These delicious scones are perfect for breakfast.
Adapted from Once Upon a Tart
The dough for these scones is on the dry side, thus they hold a nice, straight-sided shaped when baked, like traditional English scones. The trick to flaky, delicate scones is similar to that of pie dough: work quickly as soon as the butter is out of the fridge, keep the butter and the other ingredients cold, and work the dough as little as possible.
These scones are not overly sweet, and they make a nice foil for some clotted cream or crème fraîche and a drizzle of honey, jam or marmalade.
I realize that there are caraway haters out there, and if you are one of them, I won't judge you too much if you decide to omit the seeds; the scones will still be hearty and full-flavored. But know that the small quantity imparts a subtle taste that most people won't readily recognize (and one that I happen to adore).

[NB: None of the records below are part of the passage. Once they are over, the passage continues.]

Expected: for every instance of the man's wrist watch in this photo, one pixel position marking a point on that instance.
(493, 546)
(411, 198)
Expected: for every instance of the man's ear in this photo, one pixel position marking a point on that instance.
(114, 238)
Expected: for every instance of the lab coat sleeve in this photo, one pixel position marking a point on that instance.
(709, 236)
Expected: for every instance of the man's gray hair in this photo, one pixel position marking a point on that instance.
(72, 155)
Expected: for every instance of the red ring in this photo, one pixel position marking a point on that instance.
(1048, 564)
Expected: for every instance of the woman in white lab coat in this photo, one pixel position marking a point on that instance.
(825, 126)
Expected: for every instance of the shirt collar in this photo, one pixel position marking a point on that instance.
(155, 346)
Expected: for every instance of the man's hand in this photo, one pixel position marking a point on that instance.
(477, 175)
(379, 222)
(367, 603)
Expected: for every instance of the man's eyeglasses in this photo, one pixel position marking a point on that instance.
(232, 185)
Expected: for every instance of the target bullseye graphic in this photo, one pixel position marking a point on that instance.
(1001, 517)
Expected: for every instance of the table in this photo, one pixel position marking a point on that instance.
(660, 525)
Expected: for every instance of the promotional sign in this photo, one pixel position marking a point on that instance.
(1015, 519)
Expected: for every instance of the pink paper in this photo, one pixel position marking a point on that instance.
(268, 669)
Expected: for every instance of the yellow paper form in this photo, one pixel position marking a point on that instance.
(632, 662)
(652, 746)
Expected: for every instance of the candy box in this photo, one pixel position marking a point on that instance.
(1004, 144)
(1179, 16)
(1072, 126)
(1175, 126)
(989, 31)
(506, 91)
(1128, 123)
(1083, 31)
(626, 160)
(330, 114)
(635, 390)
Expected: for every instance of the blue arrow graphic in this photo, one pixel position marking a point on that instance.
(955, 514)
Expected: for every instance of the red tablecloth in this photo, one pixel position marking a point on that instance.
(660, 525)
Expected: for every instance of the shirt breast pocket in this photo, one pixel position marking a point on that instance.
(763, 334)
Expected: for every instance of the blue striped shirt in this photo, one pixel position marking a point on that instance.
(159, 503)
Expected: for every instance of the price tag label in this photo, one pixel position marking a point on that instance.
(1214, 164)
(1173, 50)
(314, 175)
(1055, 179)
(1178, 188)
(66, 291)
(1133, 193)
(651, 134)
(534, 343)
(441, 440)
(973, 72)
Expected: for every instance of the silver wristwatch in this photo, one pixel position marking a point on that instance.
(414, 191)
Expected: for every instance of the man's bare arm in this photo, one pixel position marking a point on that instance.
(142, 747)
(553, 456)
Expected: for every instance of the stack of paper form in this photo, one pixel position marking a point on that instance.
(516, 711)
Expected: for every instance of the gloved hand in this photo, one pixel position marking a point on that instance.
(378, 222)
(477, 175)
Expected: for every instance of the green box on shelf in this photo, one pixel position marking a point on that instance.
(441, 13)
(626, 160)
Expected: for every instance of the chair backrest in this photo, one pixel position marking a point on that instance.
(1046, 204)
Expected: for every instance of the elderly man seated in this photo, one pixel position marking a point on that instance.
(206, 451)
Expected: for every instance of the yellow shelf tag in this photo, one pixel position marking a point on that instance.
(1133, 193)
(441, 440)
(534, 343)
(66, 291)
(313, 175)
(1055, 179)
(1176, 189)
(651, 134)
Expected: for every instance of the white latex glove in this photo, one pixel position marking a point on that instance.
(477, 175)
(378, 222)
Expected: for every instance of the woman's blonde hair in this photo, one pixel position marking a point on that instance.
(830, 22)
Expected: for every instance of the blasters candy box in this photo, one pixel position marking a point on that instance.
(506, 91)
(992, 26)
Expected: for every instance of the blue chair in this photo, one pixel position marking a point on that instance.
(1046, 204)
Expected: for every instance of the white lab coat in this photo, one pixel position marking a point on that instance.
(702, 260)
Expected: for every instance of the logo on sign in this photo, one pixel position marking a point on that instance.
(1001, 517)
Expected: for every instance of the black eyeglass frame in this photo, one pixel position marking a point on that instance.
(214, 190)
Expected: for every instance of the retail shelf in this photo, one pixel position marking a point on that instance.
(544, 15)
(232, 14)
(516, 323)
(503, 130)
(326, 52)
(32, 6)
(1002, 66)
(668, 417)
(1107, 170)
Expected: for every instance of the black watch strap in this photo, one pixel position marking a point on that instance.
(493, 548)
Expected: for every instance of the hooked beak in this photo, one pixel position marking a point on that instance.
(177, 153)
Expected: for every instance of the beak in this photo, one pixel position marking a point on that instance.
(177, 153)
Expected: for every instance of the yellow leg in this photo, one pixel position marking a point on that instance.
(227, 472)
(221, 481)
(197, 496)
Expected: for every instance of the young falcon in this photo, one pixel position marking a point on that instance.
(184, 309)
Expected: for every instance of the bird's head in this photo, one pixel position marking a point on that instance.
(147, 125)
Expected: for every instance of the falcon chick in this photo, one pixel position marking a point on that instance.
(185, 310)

Though the original recipe calls for buttermilk, I used 1/2 cup of heavy cream that had just begun to turn sour mixed with 1/2 cup of buttermilk. Scones can be made with whole milk, half and half, plain yogurt, crème fraîche, or any combination thereof, so feel free to experiment based on what you have handy. The richer the dairy, the more moist and tender your scones will be, though the amount it takes to moisten the dough may vary.
This makes a rather large batch of scones, so feel free to halve the recipe. Do bear in mind that the scones not only make excellent gifts for a neighbor or yoga teacher, but they also keep well, sealed, at room temperature for several days, or double-bagged and frozen for a month or so; re-heat in a 350º oven until warmed through for freshly-baked flavor.
Nutritional values are based on one of fifteen scones.